- 2.02.2015 00:00
Bugün Türkiye’de, siyaset ile ilgilenenler ve siyasi yorum yapanların önünde temel bir engel var; son 13 yıldır, toplumla ilgili her alana damgasını vuran, politikayı belirleyen parti olan AKP’yi hâlâ tanımlayamıyoruz, tanıyamıyoruz. Türkiye siyasi tarihinde üzerine en çok yazılıp çizilmiş partiden bahsediyoruz; medyada yer alan köşe yazıları gibi örnekleri de dâhil edersek, ulusal ve uluslararası çapta milyonlarca makale, binlerce kitaptan oluşan bir külliyat sözkonusu. Ve ortada hâlâ bir “muamma” var; var ki, hâlâ “şaşırabiliyoruz”.

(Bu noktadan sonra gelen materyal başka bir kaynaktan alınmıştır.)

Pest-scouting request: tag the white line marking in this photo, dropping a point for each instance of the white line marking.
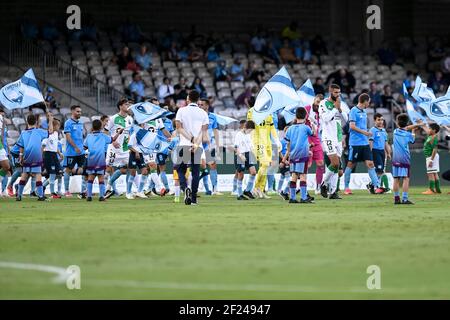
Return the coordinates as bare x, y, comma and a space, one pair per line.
61, 274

Bu “anlaşılmazlık”, AKP’ye yönelik bakışların iki kutba ayrılmasından ve AKP’nin “olduğu gibi değil”, görülmek istenen gibi aktarılmasından kaynaklanıyor. Ya seviliyor ya nefret ediliyor; olumlu veya olumsuz manada, “iyiye” veya “kötüye” doğru dönüştürücü ve temsiliyet gücü yüksek veya çoğunluğun tahakkümcü partisi olarak görülüyor.
“Anlaşılmazlığa” neden olan diğer bir sebep, AKP’ye hep bir “olağanüstülük” atfedilmesi; “muhteşem”, “en demokrat” veya “korkunç”, “faşist” nitelemeleri arasında, “çözerse o çözer”, “yaparsa o yapar” veya “onunla asla olmaz” savruluşları.
Seçimlerden sonra, bugün olduğumuz noktaya geleceğimiz, AKP’nin ülkeyi tek başına yönetmeye devam etmeye teşebbüs edeceği, gerçek bir güç paylaşımına asla gitmeyeceği, üç aşağı beş yukarı belliydi; Çözüm Süreci’nin er geç böyle bir çıkmaza gireceği de…
AKP’nin, “path dependence”, yani benim kendi kullanmayı tercih ettiğim çevirisiyle, “yolun tabiliği” ile önceden yaptıkları, gelecekte de yapmayı çalışacaklarının göstergesi. Bunun ötesinde de, bu partinin bir yapısı, doğası, “ruhu” var; her kurumun olduğu gibi. Yapmak isteyecekleri ve yapabileceklerinin sınırı da, bu doğa ile çerçevelenmiş.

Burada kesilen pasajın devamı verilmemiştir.